In ecommerce, you’re pretty much locked into accepting credit cards. Anyone who has ever sold something online know that you must get your payment before you send the merchandise. While there are other payment services out there, by and large, plastic rules the roost. However, given your customers can be in far-flung areas all over the world, getting a physical look at the card is unrealistic. As a result, you have to trust the payment information they give you is actually theirs. To protect your business from chargebacks owing to fraud, here are the best strategies for securing card not present transactions.
Stay Aware and Train
- Employee training is your first line of defense. Teaching your people to adhere to a philosophy of “trust but verify” will save you a lot of trouble. When reviewing orders, they should always confirm phone numbers, shipping addresses, billing addresses and other pertinent transaction information.
- Additionally, priority shipment requests should be given extra scrutiny. While these orders may be perfectly legitimate, unscrupulous individuals are usually in a hurry to get the product so they can resell it. If rush shipping fees are very high and the customer seems unfazed by them, this should be looked upon as a red flag. Train your people to examine these transactions a bit more critically.
- Similarly, if an order from a repeat customer is way outside of their usual parameters, much larger than their average spend, or shipping to an address they’ve not used previously, it’s worth taking a second look to confirm it really is the customer.

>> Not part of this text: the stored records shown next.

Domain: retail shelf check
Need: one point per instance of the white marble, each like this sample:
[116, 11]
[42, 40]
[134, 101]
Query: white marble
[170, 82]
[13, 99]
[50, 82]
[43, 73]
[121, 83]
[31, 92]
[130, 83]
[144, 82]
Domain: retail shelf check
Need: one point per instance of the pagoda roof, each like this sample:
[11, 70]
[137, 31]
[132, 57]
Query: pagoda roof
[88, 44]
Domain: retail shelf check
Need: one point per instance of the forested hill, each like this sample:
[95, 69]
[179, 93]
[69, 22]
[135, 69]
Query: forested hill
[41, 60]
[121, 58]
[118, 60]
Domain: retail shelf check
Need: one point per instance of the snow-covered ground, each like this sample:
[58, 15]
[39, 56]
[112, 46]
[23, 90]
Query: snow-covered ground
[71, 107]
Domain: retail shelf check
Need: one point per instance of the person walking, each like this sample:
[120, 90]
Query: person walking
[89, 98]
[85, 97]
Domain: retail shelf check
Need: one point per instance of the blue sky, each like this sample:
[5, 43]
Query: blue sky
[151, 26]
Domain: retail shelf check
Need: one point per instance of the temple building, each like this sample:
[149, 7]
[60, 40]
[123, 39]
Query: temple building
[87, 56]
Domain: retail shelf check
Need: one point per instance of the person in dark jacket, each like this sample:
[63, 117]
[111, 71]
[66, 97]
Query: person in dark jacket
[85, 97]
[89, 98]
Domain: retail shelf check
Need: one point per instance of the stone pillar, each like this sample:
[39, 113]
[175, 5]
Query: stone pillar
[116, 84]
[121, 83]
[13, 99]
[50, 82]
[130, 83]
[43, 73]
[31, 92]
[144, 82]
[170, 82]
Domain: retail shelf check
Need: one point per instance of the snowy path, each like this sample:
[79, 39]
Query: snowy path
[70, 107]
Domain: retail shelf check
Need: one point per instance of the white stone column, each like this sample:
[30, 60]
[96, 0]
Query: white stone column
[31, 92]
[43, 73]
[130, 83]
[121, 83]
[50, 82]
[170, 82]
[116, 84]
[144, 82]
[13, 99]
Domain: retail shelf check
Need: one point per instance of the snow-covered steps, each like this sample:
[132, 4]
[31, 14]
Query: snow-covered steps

Usually, a quick email or text message is all that’s required.
Codes & Compliance
- Card security codes are another important tool. The three-digit number on the back of most credit cards and the four-digit number on the front of American Express cards is never transmitted with the account number. The only way to have access to it is to have possession of the card. Most hackers harvest numbers rather than steal physical cards, so insisting upon the provision of the card security code number at least ensures the customer has the card. It can also dissuade thieves by slowing down the transaction.
- Working with an Address Verification Service will give you the ability to verify the billing address associated with a card. When orders come in, if the shipping address is different than the billing address, your system should be set up to contact the cardholder at the billing address to ensure the order is legitimate. This is especially critical when you are engaged in the sale of big-ticket items such as selling furniture online. A flurry of chargebacks can quickly decimate such a business.
- Maintaining strict compliance with the Payment Card Industry Data Security Standard (PCI DSS), will help prevent the theft of card user information from your system. This prevents hackers from defrauding your customers and other merchants. While this doesn’t secure your business per se, it does secure someone else’s, and if they also adhere to this policy, it secures yours too.
- A huge part of PCI DSS compliance is ensuring the security of your network. Firewalls should be in place and routinely probed for porosity. Similarly, minimize the amount of customer data you keep in storage so if your system is penetrated, the pickings will be slim. Encryption protocols should also be deployed and adhered to rigorously.
- If you must store credit card information on your servers, consider credit card tokenization, so the true card numbers are irrelevant to transactions. That way, if somebody does manage to beat your security and gain access, the numbers they harvest will be useless.
While fraud is going to be with us for the foreseeable future, these best strategies for securing card not present transactions will help keep it to a minimum.